The list of harvest services can be found in this magazine and although these services will be slightly different this year, they all have the common theme of being grateful for what we have received, what has been grown, what has been achieved, what has been done. Harvest is a very good time to take stock of our lives, to count our blessings and to consider what more we might achieve. But it seems to me that God is right in the midst of all this activity and therefore it seems all the more appropriate to give thanks, despite the anxiety and, at times, heartbreak of the pandemic; simply saying thank you for what we have been given from others and from God.

 

However, if you are suffering, out of work or anxious about the events happening around us, the idea of giving thanks may not seem very relevant.

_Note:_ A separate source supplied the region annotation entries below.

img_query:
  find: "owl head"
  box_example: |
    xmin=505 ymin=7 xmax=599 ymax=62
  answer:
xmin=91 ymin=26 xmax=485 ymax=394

Yet all of us have something to be thankful for, be it the comfort of friends or family, the help offered by others, or even just the fact that we live in such a beautiful part of the world. I am deeply aware of the uncertainty and hardship that this pandemic has brought but I am also impressed in how it has brought out the very best in many people. Let us look at the example of those who have given so much during these dark times and be thankful to them. That would seem to me to be the very embodiment of a harvest celebration.

 

We thank Thee, then, O Father, for all things bright and good,
The seed time and the harvest, our life, our health, and food;
Accept the gifts we offer, for all Thy love imparts,
But what Thou most desirest, our humble, thankful hearts.